Die Vorbereitungen laufen auf Hochtouren, aber kaum jemand in Polen scheint so recht zu wissen, wozu das umgerechnet dreißig Millionen Mark teure Vorhaben eigentlich gut sein soll. Die Nation ist aufgerufen, am 18. Februar in einem Referendum über das zukünftige Modell der Privatisierung zu entscheiden. Doch drei Wochen vor diesem Datum, so Ergebnisse von Umfragen, hatte knapp die Hälfte der Stimmbürger keine Ahnung, worum es bei der Volksbefragung überhaupt geht. Von denen wiederum, die das Thema kannten, wußten nur die wenigsten mit den komplizierten Fragen, zu denen sie sich äußern sollen, etwas anzufangen.

Vollends verworren wurde das Bild, als Polens Privatisierungsminister Wieslaw Kaczmarek öffentlich verkündete, er halte das Referendum für überflüssig und werde daran nicht teilnehmen. Sollten mehr als fünfzig Prozent der erwachsenen Polen wie Kaczmarek den Urnengang meiden, was durchaus passieren kann, dann hat die Abstimmung keine Gültigkeit.

Der Mann, der das ganze Chaos mitverursacht hat, ist inzwischen ins politische Abseits geraten. Auf der Suche nach Verbündeten, begann der spätere Verlierer Lech Walçsa kurz vor der ersten Runde der Präsidentschaftswahlen am 5. November 1995 um die Gunst von Solidarnosc zu buhlen. Alte Zwistigkeiten konnten schnell beigelegt werden, denn Walçsa war auf Anhieb bereit, den gewünschten Preis für die Wahlunterstützung der Gewerkschaft zu zahlen.
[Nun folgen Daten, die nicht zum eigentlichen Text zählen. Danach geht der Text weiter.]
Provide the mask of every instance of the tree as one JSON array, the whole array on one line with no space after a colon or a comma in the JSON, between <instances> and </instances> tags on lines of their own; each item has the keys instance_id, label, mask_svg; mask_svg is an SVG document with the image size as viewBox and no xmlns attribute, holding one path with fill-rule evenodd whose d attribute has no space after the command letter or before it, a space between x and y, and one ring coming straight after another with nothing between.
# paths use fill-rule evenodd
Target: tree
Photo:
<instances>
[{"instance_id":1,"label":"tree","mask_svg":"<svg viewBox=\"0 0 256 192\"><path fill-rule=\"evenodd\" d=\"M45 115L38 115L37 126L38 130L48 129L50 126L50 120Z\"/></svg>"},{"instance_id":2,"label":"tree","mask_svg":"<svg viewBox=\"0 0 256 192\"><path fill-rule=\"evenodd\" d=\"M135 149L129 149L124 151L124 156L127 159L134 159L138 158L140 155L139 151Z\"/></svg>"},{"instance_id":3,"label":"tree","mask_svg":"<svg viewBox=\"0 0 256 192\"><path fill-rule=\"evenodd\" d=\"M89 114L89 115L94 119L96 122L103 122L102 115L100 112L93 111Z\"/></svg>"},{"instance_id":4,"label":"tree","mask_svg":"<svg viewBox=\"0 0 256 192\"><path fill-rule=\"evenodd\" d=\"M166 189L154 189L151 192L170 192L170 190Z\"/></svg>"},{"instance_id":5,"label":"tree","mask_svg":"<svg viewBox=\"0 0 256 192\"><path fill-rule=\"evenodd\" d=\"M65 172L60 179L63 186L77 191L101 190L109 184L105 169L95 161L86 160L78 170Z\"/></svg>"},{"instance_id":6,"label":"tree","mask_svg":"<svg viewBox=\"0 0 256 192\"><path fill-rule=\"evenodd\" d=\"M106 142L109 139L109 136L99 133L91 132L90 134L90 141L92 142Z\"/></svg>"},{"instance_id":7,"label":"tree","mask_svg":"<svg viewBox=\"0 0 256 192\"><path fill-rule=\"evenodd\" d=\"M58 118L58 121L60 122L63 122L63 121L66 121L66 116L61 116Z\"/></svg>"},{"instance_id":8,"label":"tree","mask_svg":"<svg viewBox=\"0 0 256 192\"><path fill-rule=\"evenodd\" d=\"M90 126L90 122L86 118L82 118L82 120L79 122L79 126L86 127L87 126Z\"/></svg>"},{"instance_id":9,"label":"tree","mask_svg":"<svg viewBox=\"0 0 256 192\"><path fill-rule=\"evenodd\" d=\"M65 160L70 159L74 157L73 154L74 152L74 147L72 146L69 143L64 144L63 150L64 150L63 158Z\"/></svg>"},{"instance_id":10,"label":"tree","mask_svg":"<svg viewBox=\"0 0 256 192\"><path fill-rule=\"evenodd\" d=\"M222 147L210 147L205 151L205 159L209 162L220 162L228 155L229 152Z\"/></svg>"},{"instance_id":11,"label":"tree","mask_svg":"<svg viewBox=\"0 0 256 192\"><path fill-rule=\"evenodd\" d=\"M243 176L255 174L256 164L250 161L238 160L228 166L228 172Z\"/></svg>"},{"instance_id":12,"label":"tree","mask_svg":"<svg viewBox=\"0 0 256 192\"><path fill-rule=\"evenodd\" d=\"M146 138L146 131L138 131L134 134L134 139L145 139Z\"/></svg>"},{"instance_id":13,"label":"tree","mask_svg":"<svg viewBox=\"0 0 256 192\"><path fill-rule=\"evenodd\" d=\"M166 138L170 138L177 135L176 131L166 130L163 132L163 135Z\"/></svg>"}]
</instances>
Auf seine Initiative und dank der tatkräftigen Fürsprache der populistisch veranlagten Bauernpartei, die seit 1993 zusammen mit den Postkommunisten die Regierung stellt, stimmte der Senat, die zweite Kammer des Parlaments, mit knapper Mehrheit dem Vorschlag zu, den 28 Millionen stimmberechtigten Polen die nebulös formulierte Frage zu stellen: "Bist Du für die allgemeine Eigentumsverleihung an die Bürger?"

Die so zustande gekommene Abstimmung soll ein um etwa fünf Jahre verspätetes und zudem wenig ausgereiftes Projekt der Volksprivatiserung verwirklichen helfen, dessen Urheber einen längst abgefahrenen Zug stoppen möchten. Jeder erwachsene Pole, so das Ansinnen der Verfechter des Referendums, soll (kostenlos?) den gleichen, "ihm zustehenden" Anteil an dem noch nicht privatisierten Staatseigentum erhalten. Stimmt die Mehrheit der "allgemeinen Eigentumsverleihung" zu, dann muß der Gesetzgeber zusehen, wie er die wenig konkrete Idee in die Praxis umsetzt.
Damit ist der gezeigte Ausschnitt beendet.